Aspirin + clopidogrel therapy: How does your care compare to the evidence?
Did you know that patients with drug-eluting stents should receive dual therapy for at least a year, and that dual therapy for stroke prevention may put patients at risk?
Dual therapy reduces future MI risk in ACS
The Clopidogrel in Unstable Angina to Prevent Recurrent Events (CURE) trial in 2001 was one of the first combination trials published; it looked at combination antiplatelet therapy in ACS.4 CURE enrolled patients with NSTEMI and randomized them to receive aspirin plus clopidogrel or aspirin plus placebo for 3 to 12 months. Out of the total number of patients, 9.3% of the dual therapy group reached the endpoint of cardiovascular death, MI, or stroke, compared with 11.4% of the aspirin-only group (relative risk [RR]=0.80 for dual therapy). Further, the rate of each component of the composite outcome tended to be lower in the combination-therapy group.
Colored scanning electron micrograph of a blood clot.In particular, there was an RR of 0.77 for MI and, more specifically, an RR of 0.60 for Q-wave MI in the dual therapy group. There was, however, a 1.38 RR for major bleeding (defined as bleeding resulting in disability, vision loss, or transfusion of at least 2 units of blood) in the combination-therapy group vs the aspirin-only group (3.7% to 2.7%). However, neither rates of life-threatening bleeding nor hemorrhagic stroke were significantly different between the 2 groups.
Overall, the CURE trial showed that combining clopidogrel and aspirin was superior to aspirin alone in preventing repeat ischemic events in patients with NSTEMI for up to 12 months, and this conclusion was supported by a 2007 Cochrane review.5
The Clopidogrel as Adjunctive Reperfusion Therapy (CLARITY)-Thrombolysis in Myocardial Infarction (TIMI) trial studied the short-term (30 days) effect of clopidogrel combined with aspirin and fibrinolytic therapy in patients with ST elevation MI (STEMI).6 The study showed that the addition of clopidogrel improved the patency rate of infarctrelated arteries and reduced short-term ischemic complications.
There are, however, no trials looking at combination antiplatelet therapy for STEMI patients beyond 30 days.

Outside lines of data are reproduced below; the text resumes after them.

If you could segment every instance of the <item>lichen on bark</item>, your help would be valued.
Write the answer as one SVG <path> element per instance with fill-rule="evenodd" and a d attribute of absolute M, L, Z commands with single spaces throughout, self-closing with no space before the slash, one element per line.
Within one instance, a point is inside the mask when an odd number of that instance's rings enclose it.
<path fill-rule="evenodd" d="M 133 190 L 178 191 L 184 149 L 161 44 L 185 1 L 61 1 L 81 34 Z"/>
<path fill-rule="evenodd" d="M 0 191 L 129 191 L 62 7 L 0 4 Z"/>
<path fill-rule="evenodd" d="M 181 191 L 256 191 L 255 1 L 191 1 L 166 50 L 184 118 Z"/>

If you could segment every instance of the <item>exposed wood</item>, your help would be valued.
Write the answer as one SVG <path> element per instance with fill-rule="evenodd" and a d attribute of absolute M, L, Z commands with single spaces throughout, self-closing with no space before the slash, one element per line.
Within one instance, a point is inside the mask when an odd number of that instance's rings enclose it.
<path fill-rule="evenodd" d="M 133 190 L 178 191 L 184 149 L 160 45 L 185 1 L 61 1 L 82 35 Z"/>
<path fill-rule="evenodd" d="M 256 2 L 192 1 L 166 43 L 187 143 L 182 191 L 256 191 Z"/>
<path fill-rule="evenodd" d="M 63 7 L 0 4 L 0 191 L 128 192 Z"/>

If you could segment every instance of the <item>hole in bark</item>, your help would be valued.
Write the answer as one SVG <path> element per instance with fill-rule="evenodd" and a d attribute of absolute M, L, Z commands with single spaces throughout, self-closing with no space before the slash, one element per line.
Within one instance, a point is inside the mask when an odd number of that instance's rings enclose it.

Unstable angina/non-ST elevation MI/acute coronary syndrome
The American Heart Association/American College of Cardiology Guidelines recommend that patients with unstable angina (UA)/NSTEMI or ACS receive both clopidogrel 75 mg and aspirin (75 to 162 mg/day) for at least a month, and preferably, up to 12 months (TABLE).1,7
Prolonged therapy needed with drug-eluting stents
The Clopidogrel for the Reduction of Events During Observation (CREDO) trial, published in 2002, enrolled patients referred for percutaneous coronary intervention (PCI), about 89% of whom received at least 1 cardiac stent, and followed them for 12 months.8 All patients received aspirin and clopidogrel up to day 28. From day 29 to 1 year, half the patients continued dual antiplatelet therapy and the other half received aspirin plus placebo.
The primary outcome measure was death, MI, or stroke. The combination therapy group showed a relative risk reduction of 37.4% (RR=0.73) in the combined endpoint, compared with the aspirin/placebo group. CREDO did not show a significant difference in risk for major bleeding between the 2 groups.
Further data from the CURE trial was released in 2004. Researchers conducted a subgroup analysis to see if there was a benefit to combination antiplatelet therapy for patients with NSTEMI who underwent PCI or coronary artery bypass grafting (CABG). This further analysis revealed an RR of 0.72 for the outcome of CV death, MI, or stroke with the addition of long-term (3 to 12 months) clopidogrel to aspirin in the PCI group and an RR of 0.89 for the CABG group with combination therapy. These findings led researchers to conclude that combination antiplatelet therapy is beneficial for high-risk patients undergoing revascularization for NSTEMI regardless of the type of revascularization.9
A 2007 observational study conducted at the Duke Heart Center investigated the addition of long-term clopidogrel to aspirin for both drug-eluting stents (DES) and bare-metal stents (BMS).2 The study population was split into 4 groups:
- combination antiplatelet therapy in patients with DES,
- aspirin alone with DES,
- combination therapy with BMS, and
- aspirin alone with BMS.
Follow-up was conducted at 6, 12, and 24 months. For patients with DES, continuing clopidogrel with aspirin therapy was associated with a significant decrease in death or MI at 24 months (3.1% vs 7.2%, RR=0.43). For patients with BMS, researchers found no significant benefit for those who continued dual antiplatelet therapy longer than 6 months compared with aspirin alone.
The data from this study led the authors to speculate that drug-eluting stents may require protracted—and possibly indefinite—dual antiplatelet therapy with clopidogrel and aspirin. Additional research with a large clinical trial is necessary to assess the appropriate length of treatment with combination antiplatelet therapy after DES, as it may extend even longer than current recommendations suggest.